Christopher Stone (1942-1995)
With a bigger budget and a better director, THE ANNIHILATORS could've been an acceptably entertaining garbage action movie. But it's so inept and cheaply-made that it's really surprising New World actually rolled it out across the country (regionally; it opened in the summer of 1985 but didn't hit my hometown of Toledo, OH until January 1986). The cops--led by Lt. Hawkins (Jim Antonio)--are no help and rank among cinema's most pathetically useless. The training montage lasts all of two minutes before all of the residents are taking charge and kung-fu fighting. And in his own way, Koslo's mulleted Roy Boy is as cartoonish as Gavan O'Herlihy's Fraker in the somewhat similar DEATH WISH 3, which would be out later in the year. But despite the occasional amusement, THE ANNIHILATORS is never as entertaining--even in a bad way--as you want it to be. The title crew is likable enough (except for annoying sad sack Woody), and while he was never a star, Graham (USED CARS) seemed to be doing OK enough with comedic supporting roles in higher-profile projects (THE RATINGS GAME, THE MAN WITH ONE RED SHOE) that a gig like this seems a bit beneath him.

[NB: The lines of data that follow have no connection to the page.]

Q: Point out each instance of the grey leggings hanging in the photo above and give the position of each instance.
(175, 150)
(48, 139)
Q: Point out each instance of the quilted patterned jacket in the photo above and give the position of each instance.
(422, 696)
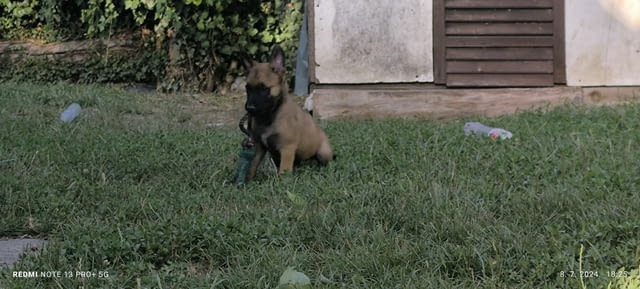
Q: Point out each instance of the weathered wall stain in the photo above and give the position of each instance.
(366, 42)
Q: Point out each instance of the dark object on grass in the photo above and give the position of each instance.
(246, 154)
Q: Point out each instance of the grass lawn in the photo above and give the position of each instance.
(134, 188)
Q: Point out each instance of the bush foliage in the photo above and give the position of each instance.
(196, 42)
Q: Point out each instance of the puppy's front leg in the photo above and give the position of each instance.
(287, 156)
(257, 159)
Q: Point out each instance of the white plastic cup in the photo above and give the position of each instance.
(70, 113)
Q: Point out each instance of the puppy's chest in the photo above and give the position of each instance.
(267, 136)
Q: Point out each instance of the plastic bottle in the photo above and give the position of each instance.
(70, 113)
(479, 129)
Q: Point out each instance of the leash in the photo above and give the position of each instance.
(247, 142)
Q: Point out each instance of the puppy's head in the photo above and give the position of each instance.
(265, 84)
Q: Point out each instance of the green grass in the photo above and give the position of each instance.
(138, 193)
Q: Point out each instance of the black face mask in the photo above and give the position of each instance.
(260, 102)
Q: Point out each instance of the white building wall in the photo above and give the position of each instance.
(363, 41)
(602, 42)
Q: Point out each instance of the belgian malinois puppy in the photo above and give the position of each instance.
(276, 123)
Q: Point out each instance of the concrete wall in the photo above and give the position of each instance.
(602, 42)
(364, 41)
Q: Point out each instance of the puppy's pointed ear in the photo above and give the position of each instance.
(277, 59)
(247, 61)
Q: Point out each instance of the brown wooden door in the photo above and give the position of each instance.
(499, 43)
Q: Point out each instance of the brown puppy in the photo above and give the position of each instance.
(276, 123)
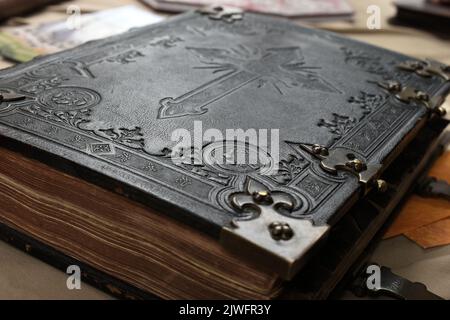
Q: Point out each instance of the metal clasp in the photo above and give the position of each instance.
(342, 159)
(409, 94)
(427, 68)
(227, 14)
(8, 95)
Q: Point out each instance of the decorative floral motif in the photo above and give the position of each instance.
(368, 101)
(339, 125)
(129, 137)
(73, 118)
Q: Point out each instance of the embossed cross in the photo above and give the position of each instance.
(281, 67)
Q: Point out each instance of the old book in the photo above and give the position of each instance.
(91, 169)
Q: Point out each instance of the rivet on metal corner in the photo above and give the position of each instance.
(262, 196)
(319, 150)
(227, 14)
(281, 231)
(381, 185)
(356, 165)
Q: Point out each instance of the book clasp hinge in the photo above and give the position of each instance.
(341, 159)
(266, 233)
(426, 68)
(408, 94)
(224, 13)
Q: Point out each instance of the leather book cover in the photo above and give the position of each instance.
(337, 112)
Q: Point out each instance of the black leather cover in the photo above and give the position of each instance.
(106, 111)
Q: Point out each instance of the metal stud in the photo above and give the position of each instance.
(281, 231)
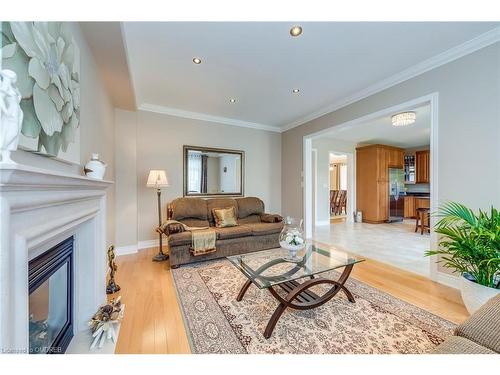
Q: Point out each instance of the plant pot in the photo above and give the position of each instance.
(475, 295)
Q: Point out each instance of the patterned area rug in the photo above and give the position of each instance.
(376, 323)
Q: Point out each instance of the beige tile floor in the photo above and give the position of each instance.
(396, 244)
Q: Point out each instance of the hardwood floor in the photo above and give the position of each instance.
(153, 320)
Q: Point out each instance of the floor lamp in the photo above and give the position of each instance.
(158, 179)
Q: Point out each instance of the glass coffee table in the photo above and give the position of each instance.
(269, 270)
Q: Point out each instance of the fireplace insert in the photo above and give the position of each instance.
(51, 299)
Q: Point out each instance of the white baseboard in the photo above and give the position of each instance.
(322, 222)
(132, 249)
(124, 250)
(448, 280)
(148, 243)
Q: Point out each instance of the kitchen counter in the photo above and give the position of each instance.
(419, 195)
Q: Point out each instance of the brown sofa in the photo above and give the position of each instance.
(256, 230)
(480, 334)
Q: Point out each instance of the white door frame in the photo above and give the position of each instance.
(351, 183)
(431, 99)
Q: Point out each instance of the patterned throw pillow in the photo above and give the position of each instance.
(224, 217)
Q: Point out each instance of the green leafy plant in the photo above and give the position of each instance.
(470, 243)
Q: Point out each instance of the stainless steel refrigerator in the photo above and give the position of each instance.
(397, 192)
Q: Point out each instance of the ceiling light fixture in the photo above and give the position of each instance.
(296, 31)
(404, 118)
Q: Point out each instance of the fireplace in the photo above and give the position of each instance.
(51, 299)
(40, 210)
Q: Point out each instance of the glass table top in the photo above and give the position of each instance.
(269, 267)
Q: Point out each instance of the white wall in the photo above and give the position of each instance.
(158, 142)
(325, 145)
(469, 124)
(96, 129)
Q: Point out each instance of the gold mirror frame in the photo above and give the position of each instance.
(241, 153)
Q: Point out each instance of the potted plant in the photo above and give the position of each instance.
(470, 245)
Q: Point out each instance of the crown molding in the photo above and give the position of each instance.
(205, 117)
(473, 45)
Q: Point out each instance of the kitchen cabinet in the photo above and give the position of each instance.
(422, 167)
(372, 180)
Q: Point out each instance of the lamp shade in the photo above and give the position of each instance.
(157, 179)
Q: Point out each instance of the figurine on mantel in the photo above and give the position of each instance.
(11, 114)
(95, 168)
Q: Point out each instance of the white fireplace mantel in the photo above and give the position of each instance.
(38, 209)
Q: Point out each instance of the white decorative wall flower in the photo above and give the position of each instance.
(47, 61)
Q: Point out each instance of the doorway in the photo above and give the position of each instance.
(427, 266)
(337, 171)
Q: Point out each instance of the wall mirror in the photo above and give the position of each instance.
(213, 171)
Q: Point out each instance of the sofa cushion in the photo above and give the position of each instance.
(192, 208)
(195, 222)
(460, 345)
(233, 232)
(249, 206)
(271, 218)
(249, 219)
(262, 229)
(224, 217)
(220, 203)
(178, 239)
(483, 327)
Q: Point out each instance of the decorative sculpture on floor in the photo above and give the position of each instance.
(11, 115)
(112, 287)
(105, 322)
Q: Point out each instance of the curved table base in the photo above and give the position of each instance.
(300, 297)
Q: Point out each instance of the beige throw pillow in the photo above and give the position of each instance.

If THE ANNIHILATORS deserves credit for anything, it's giving a tough-guy lead to Stone, a TV vet best known for co-starring with his wife Dee Wallace in THE HOWLING and CUJO (they were married from 1980 until his death from a heart attack at just 53 in 1995). Though he stayed busy until the end, Stone never really broke out and became the second-string Tom Selleck that he could've been, so even though it's pretty terrible, THE ANNIHILATORS does get somewhat of a boost from his presence. It would be the last film Sellier directed before his death in 2011 at 67. Following THE ANNIHILATORS, he switched to producing TV-movies and later replicated the Sunn Classic ethos for the post-2000 DTV era with various DA VINCI CODE and SECRET-inspired "documentaries," as well as pandering, faithsploitation drivel like END TIMES: HOW CLOSE ARE WE? and GEORGE W. BUSH: FAITH IN THE WHITE HOUSE.